Med Phys. 2025 Mar;52(3):1573-1588. doi: 10.1002/mp.17541. Epub 2024 Dec 5.
Self-supervised learning (SSL) is an approach to extract useful feature representations from unlabeled data, and enable fine-tuning on downstream tasks with limited labeled examples. Self-pretraining is a SSL approach that uses curated downstream task dataset for both pretraining and fine-tuning. Availability of large, diverse, and uncurated public medical image sets presents the opportunity to potentially create foundation models by applying SSL in the "wild" that are robust to imaging variations. However, the benefit of wild- versus self-pretraining has not been studied for medical image analysis.
Compare robustness of wild versus self-pretrained models created using convolutional neural network (CNN) and transformer (vision transformer [ViT] and hierarchical shifted window [Swin]) models for non-small cell lung cancer (NSCLC) segmentation from 3D computed tomography (CT) scans.
CNN, ViT, and Swin models were wild-pretrained using unlabeled 10,412 3D CTs sourced from the cancer imaging archive and internal datasets.

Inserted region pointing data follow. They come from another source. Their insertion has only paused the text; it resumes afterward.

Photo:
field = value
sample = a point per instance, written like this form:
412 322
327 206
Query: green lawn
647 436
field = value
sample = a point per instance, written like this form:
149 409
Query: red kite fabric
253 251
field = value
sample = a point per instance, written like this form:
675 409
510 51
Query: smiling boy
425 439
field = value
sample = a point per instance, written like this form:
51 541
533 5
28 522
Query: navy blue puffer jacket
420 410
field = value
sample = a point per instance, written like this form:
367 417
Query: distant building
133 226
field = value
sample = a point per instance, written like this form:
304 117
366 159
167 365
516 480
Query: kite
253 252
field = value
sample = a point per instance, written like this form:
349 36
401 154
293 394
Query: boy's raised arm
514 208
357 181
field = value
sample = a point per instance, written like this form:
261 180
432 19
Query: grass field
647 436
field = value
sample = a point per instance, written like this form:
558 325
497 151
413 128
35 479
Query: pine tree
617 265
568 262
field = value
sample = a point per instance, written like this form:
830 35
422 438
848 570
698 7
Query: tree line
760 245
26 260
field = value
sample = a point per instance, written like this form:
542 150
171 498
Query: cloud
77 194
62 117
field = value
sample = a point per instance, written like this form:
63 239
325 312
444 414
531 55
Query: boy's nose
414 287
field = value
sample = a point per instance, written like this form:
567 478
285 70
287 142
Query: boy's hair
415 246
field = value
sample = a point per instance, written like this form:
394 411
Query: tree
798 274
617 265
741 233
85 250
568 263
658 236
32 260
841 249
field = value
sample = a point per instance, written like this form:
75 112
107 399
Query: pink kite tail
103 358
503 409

Self-pretraining was applied to same networks using a curated public downstream task dataset (n = 377) of patients with NSCLC. Pretext tasks introduced in self-distilled masked image transformer were used for both pretraining approaches. All models were fine-tuned to segment NSCLC (n = 377 training dataset) and tested on two separate datasets containing early (public n = 156) and advanced stage (internal n = 196) NSCLC. Models were evaluated in terms of: (a) accuracy, (b) robustness to image differences from contrast, slice thickness, and reconstruction kernels, and (c) impact of pretext tasks for pretraining. Feature reuse was evaluated using centered kernel alignment.

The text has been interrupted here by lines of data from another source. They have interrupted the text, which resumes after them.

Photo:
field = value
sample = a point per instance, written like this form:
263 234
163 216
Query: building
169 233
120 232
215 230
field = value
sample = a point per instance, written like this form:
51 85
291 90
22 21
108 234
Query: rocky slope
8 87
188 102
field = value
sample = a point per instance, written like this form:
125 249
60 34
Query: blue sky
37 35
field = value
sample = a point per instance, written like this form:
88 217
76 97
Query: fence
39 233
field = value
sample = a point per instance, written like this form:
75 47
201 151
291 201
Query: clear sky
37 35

Wild-pretrained Swin models resulted in higher feature reuse at earlier level layers and increased feature differentiation close to output. Wild-pretrained Swin outperformed self-pretrained models for analyzed imaging acquisitions. Neither ViT nor CNN showed a clear benefit of wild-pretraining compared to self-pretraining. Masked image prediction pretext task that forces networks to learn the local structure resulted in higher accuracy compared to contrastive task that models global image information.

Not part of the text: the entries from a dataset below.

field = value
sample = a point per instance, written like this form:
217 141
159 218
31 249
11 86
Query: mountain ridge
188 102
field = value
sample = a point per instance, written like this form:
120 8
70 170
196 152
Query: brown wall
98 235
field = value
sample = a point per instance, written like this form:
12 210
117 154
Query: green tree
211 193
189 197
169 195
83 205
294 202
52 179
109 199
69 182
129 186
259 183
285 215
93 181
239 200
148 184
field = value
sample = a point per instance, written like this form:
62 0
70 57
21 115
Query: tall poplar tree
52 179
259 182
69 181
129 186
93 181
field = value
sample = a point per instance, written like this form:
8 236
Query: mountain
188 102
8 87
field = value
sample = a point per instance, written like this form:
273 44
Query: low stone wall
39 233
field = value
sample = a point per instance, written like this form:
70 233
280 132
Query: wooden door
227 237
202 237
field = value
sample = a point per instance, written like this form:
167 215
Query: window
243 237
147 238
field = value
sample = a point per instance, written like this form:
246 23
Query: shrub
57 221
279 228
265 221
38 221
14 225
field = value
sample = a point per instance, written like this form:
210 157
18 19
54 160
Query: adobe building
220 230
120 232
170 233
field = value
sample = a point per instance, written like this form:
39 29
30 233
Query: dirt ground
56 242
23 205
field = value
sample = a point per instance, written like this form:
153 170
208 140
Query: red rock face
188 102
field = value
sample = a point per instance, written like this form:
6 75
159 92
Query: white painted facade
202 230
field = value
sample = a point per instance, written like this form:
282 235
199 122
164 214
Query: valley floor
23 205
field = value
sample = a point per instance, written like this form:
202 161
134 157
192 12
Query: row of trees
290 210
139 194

Wild-pretrained Swin networks were more robust to analyzed CT imaging differences for lung tumor segmentation than self-pretrained methods. ViT and CNN models did not show a clear benefit for wild-pretraining over self-pretraining.
自监督学习(SSL)是一种从无标签数据中提取有用特征表示的方法,并能够在有限的有标签示例上对下游任务进行微调。自预训练是一种SSL方法,它使用经过整理的下游任务数据集进行预训练和微调。大量、多样且未经整理的公共医学图像集的可用性为通过在“自然环境”中应用SSL来创建对成像变化具有鲁棒性的基础模型提供了机会。然而,对于医学图像分析,尚未研究自然环境预训练与自预训练的优势。
比较使用卷积神经网络(CNN)和Transformer(视觉Transformer [ViT] 和分层移位窗口 [Swin])模型从3D计算机断层扫描(CT)图像中对非小细胞肺癌(NSCLC)进行分割时,自然环境预训练与自预训练模型的鲁棒性。
使用从癌症成像存档和内部数据集中获取的10412个无标签3D CT对CNN、ViT和Swin模型进行自然环境预训练。使用一个经过整理的NSCLC患者公共下游任务数据集(n = 377)对相同网络进行自预训练。自蒸馏掩码图像Transformer中引入的预训练任务用于两种预训练方法。所有模型都针对NSCLC分割(n = 377训练数据集)进行微调,并在两个单独的数据集上进行测试,这两个数据集分别包含早期(公共n = 156)和晚期(内部n = 196)NSCLC。根据以下方面对模型进行评估:(a)准确性,(b)对来自对比度、切片厚度和重建内核的图像差异的鲁棒性,以及(c)预训练任务对预训练的影响。使用中心核对齐评估特征重用。
自然环境预训练的Swin模型在较早的层中导致更高的特征重用,并在接近输出时增加了特征分化。对于分析的成像采集,自然环境预训练的Swin模型优于自预训练模型。与自预训练相比,ViT和CNN均未显示出自然环境预训练的明显优势。与对全局图像信息进行建模的对比任务相比,强制网络学习局部结构的掩码图像预测预训练任务导致更高的准确性。
对于肺肿瘤分割,自然环境预训练的Swin网络比自预训练方法对分析的CT成像差异更具鲁棒性。ViT和CNN模型在自然环境预训练方面没有显示出比自预训练更明显的优势。